As the governor made his gentle escape and rounded the short wall at the edge of the market a man in a blue suit, his chief of staff Louis Erickson, appeared in his sightline. Looking as pensive as he always does, Erickson began walking to intercept the Governor.

“It’s the weekend, to what do I owe the pleasure, Erickson?”
“I wouldn’t interrupt your weekend if it wasn’t serious. Storms are forming to the West and forecasters expect significant weather.”
“How bad?” the governor said, checking over his shoulder for eavesdroppers.
“Worse than last time. At least two or three times more rainfall expected.”

The governor let out a frustrated sigh and massaged his right temple, thinking through the potential fallout scenarios from the impending catastrophe.
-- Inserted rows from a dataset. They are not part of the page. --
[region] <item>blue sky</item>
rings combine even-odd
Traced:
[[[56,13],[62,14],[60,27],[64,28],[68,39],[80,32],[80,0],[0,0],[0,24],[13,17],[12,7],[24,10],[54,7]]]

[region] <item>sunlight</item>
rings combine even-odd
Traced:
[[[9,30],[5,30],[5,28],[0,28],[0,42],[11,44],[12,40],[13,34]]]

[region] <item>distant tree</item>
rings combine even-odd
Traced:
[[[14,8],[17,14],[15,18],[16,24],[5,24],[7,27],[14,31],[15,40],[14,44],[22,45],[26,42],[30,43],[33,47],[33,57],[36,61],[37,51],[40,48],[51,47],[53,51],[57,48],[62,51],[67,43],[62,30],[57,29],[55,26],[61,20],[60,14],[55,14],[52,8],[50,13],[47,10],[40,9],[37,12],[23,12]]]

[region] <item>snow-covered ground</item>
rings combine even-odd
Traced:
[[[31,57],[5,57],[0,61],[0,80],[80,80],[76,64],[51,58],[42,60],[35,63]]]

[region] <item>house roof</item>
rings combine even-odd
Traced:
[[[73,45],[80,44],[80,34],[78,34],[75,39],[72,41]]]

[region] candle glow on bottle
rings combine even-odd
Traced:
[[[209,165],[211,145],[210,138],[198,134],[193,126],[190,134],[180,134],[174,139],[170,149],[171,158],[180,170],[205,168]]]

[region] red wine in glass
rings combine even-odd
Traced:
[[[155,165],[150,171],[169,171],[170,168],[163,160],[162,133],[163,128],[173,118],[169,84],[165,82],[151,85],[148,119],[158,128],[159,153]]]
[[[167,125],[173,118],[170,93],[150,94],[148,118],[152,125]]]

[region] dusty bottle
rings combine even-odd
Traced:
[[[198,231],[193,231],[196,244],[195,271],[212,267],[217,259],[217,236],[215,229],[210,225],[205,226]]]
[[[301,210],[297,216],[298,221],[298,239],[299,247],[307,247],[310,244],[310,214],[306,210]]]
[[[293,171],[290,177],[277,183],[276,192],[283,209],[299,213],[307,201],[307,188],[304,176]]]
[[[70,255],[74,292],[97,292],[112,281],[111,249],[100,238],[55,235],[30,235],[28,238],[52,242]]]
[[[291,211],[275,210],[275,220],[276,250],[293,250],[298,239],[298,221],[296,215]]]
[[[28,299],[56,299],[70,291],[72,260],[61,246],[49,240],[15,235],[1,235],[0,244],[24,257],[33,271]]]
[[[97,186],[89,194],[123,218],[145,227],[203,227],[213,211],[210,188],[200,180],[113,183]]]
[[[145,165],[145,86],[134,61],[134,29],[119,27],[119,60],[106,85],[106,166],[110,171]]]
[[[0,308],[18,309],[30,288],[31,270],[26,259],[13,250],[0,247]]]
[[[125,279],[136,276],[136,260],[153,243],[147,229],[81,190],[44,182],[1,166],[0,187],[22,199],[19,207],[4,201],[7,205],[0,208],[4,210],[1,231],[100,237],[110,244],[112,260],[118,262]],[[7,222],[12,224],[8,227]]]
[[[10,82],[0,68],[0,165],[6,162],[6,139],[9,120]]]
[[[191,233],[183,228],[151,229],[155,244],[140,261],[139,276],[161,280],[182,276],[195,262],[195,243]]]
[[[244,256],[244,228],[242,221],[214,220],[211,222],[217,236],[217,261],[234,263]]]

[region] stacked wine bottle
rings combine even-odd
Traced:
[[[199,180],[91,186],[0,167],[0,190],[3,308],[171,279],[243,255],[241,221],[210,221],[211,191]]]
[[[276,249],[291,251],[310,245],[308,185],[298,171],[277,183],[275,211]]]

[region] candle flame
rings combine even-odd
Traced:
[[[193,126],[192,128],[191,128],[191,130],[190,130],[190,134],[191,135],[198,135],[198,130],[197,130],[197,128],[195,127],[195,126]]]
“Okay. We can’t suffer any more erosion or levy breaks, we’ve already lost twenty percent of our solar capacity this year. But we also can’t have another false alarm. Are you sure?”
“I had our forecasters check it over twice.”
“Alright. Let’s get a plan in action. I will notify Federal. We won’t meet our energy quotas for the month, they’ll complain but they can at least make accommodations. Gather the disaster response team. I want flood plain maps and preemptive evacuations. No deaths like last time. Notify the solar fields and issue a public emergency broadcast to bring in the aero-turbines.”
“On it. I’ve already drafted a memo.”
“When you were taking photos with that woman and her baby.”
“How do you stay so productive in terrible times?”
“Workaholism, I suppose. There’s…” he trailed off, choosing his words. “There is another issue; we’ll need to buy nuclear power from Costa to cover any shortfalls.”
“Understood. Make it happen. If we have any more outages we’ll continue to lose the people’s trust, and without that trust we can’t govern effectively. These storms are destroying our progress.”
“Highest on record since terraform. It’s a bizarre matter of circumstan–”
“It’s a matter of political stability. Once was a horrific act of God, over and over is a failure of the job they entrusted to us. Failing will hand control to the opposition party who are hellbent on undoing the last two decades of progress. We need our best looking into why it’s happening and how can we mitigate the storms.”
“At once, sir.”

Two territories over in the Costa prefecture, inside a brutalist concrete government office building a man closes his laptop, crosses a large room, and notifies his superiors.

“Weather event launch successful, sirs.”
“Any chance they detected us?”
“No, sir. Most natural formation pattern to date.”
“Excellent, please be sure—”
“Sorry to interrupt, Solara is calling to negotiate an energy transfer.”
“Well, that was quicker than expected,” a grin forming across his stoic face. “Let’s see what’s the problem.”